Still, God holds a grudge for some of those nasty things I wrote about him before, so to fuck with me, He had a traffic cop pull me over yesterday. It's not that I don't deserve a speeding ticket. I drive 75 mph every day to work, I'm four years over-due for a ticket. But it wasn't the ticket, it was the cop's attitude that put me in a rage yesterday. To pull me over, he LITERALLY stood in the middle of the fast lane - I coulda run that stupid fucker over. Then he egged me on with a "golf-clap" when I succeeded in NOT killing him. Further, he ALSO gave me a ticket for not signaling to pull over. I'm sorry, I was a little distracted NOT running you over, ASSHOLE. In the end, it was how I felt degraded that ruined my day.
It was that one asshole that distracted me from the fact that yesterday turned out to be a brilliantly awesome day.
It's a good thing that I suck at making music. If not, I'd really start to worry about ever drawing comics again. Some really kind friends keep encouraging me, but facts is facts - I really suck, despite that it's fun, distracting, relaxing. Last night, Jeremy told me about how they are going to bring some drums into school on music day next week. So we practiced some rhythm. I gave him two chords to play on the piano, and we practiced - one, two, three, four. I strummed my guitar on the side, and he really lit up when he heard it all come together. For a kid his age, rhythm's a really tough thing to rap your head around. He wants to speed it up - thinks it's a contest. But when he finally got it, it was awesome.
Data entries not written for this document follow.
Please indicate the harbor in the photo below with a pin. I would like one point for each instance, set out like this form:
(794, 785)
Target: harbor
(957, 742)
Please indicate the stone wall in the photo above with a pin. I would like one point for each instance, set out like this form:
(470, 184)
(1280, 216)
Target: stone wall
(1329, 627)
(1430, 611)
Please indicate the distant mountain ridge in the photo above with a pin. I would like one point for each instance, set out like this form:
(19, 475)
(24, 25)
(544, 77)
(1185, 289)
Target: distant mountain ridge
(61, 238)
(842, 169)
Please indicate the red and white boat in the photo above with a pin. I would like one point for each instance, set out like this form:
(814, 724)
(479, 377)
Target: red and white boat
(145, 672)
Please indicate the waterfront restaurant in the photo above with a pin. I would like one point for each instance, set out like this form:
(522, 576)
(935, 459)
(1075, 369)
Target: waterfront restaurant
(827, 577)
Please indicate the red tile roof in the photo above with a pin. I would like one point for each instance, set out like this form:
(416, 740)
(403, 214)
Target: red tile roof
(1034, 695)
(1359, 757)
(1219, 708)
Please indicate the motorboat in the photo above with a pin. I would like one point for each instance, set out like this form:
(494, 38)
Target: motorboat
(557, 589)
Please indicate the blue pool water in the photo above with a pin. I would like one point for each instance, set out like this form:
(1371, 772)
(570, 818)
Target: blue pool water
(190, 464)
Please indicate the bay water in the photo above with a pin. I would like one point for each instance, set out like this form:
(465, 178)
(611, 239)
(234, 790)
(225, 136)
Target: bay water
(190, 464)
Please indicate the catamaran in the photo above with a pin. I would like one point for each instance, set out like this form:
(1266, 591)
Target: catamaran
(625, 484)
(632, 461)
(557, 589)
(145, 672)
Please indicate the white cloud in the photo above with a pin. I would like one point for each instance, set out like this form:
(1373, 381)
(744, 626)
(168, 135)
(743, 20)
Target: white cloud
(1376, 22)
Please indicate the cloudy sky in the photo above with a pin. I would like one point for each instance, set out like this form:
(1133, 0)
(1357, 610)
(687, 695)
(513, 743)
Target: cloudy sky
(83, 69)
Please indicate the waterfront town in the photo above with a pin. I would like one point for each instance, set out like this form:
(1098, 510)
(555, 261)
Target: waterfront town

heya! sorry things have been such a downer for you recently, but i really hope meili gets that job... ha! i just got a speeding ticket a couple weeks back, but then, i was doing 85 :o!! and yeah, it'd been 3-4 yrs since i got a ticket... so traffic school hear i come ;)! anyhoo, hope things start picking up for you!
I don't know if this will make you feel better or not, but I love your work. The only reason I haven't bought Ad Hoc is because I'm a poor university student on welfare and can't afford it.
I haven't reviewed it, because I wouldn't know where to start, not because I'd be negative.
So, yeah. There is that. I've also been enjoying the sketches (that post-cyberpunk one the other day was fantastic) and the random music. Murder Ballad is regularly on my playlist.
Anyway. I'm going to go away before I sound like a rabid fan. I realise you weren't looking for sympathy or anything, but I'm sure it's nice to hear this now and again.
KangarooKid: Thanks! Thing is, I'm used to goin' 75 in California. That's the speed limit, right? Looks like things are lookin' up, so I'm hopin' that means more focus, soon.
GoblinPaladin: I appeciate anyone who's taken the time to read it online as much as anyone who picked up the printed book, so thanks! That does help it feel more worth while. And thanks for sticking around for all the odd bits while I'm between pages.
I suppose I should get all mopey so much - probably mostly a change of season sort of thing.